I thought maybe that initiating a name change process (without going through with it/paying for it) might clear the details I'd entered, but it doesn't (the name change process cannot be started with passenger details entered on to the booking)

What do you reckon from a legal standpoint? Check in and fly with the wrong expiry date in place? Surely, it's not really against the Ts & Cs as the expiry date matching online/document is a non-issue for EU travel as long as the passport is valid? Try and email Ryanair to sort it, cos maybe it's breaking a T and C and that is cause to invalidate the booking? (probably not legal to cancel my booking for this, but it would cause me hassle at the time). I will actually be at Dublin Airport before the flight date and might ask the Ticket Desk at Dublin airport about it. They're pretty helpful there.

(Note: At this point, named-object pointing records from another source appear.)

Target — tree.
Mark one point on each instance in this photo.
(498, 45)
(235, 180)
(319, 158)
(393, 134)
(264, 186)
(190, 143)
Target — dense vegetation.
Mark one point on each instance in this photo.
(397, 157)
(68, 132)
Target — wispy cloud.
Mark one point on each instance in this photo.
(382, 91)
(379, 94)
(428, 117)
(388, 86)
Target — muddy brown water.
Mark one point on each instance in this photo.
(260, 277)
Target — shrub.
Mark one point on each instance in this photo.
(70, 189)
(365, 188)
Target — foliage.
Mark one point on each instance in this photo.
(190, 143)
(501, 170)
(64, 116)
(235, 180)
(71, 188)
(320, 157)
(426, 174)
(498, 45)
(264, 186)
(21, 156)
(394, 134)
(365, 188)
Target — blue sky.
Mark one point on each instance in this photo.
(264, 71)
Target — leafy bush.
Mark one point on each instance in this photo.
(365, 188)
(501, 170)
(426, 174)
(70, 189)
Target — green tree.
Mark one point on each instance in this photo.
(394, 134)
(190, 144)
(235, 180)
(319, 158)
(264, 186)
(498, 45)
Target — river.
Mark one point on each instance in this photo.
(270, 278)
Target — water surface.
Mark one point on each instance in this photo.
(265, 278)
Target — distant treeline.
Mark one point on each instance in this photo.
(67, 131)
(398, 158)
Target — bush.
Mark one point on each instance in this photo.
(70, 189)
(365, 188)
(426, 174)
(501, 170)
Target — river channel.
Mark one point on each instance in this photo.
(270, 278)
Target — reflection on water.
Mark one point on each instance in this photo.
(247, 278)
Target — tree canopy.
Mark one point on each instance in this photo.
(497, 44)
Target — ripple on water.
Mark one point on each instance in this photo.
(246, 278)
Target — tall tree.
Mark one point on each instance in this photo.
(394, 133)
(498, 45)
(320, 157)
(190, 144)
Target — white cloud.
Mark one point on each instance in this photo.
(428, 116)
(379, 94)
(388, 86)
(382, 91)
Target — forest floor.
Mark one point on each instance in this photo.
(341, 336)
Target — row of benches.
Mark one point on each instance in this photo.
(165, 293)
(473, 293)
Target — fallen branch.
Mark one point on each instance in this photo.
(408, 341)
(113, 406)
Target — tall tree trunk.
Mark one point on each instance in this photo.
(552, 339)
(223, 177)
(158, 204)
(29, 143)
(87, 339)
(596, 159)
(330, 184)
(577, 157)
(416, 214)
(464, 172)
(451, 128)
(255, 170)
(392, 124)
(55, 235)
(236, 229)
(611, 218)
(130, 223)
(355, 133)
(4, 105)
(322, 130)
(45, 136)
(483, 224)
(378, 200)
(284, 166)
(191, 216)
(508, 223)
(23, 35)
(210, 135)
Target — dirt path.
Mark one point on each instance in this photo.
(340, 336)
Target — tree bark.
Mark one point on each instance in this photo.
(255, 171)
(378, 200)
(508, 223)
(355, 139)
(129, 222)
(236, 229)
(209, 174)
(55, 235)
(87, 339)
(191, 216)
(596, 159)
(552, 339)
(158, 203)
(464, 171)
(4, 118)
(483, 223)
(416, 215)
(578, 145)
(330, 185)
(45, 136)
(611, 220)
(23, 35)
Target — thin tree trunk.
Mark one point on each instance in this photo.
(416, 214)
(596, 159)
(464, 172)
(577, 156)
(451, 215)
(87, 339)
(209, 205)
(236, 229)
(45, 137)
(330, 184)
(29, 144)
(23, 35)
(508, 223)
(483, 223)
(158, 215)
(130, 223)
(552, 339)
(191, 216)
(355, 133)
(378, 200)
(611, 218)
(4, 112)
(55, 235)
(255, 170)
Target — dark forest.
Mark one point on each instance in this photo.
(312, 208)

Please don't reply and say "call Ryanair, it'll only cost you about £5 and £5 is not much for peace of mind"      It is a valid point, but I'm not really writing this for peace of mind, just writing it for some sort of pedantic discussion on the ins and outs of this.


----------



## EvilDoctorK

Based on my (thankfully limited) Ryanair experiences your passport will be subject to a very cursory glance by their staff as you board the aircraft (assuming you're travelling with just hand luggage) and at most they're glancing at the name to see does it match the name on the boarding pass .. I would be highly surprised if they noticed the expiry date discrepancy at all


----------



## pgw152

Hi EDK,
Thanks for that. That indeed is my experience of travelling with Ryanair also.
Anybody got any thoughts on the legal position if it was spotted and boarding was denied?
Once, 2 of my friends were travelling on the same booking and they got the details in the reverse order. i.e. friend1 had all the details of friend2 and vice versa. They got through OK after a little chat to the staff at the gate to explain their accidental worngful entering of passenger details. That would seem to suggest that the staff check of the passport can override some erroneous passenger details being entered. I'd hope that this discretion of the staff is applicable for such understandable errors due to their being no legal grounds for denying boarding for such errors.


----------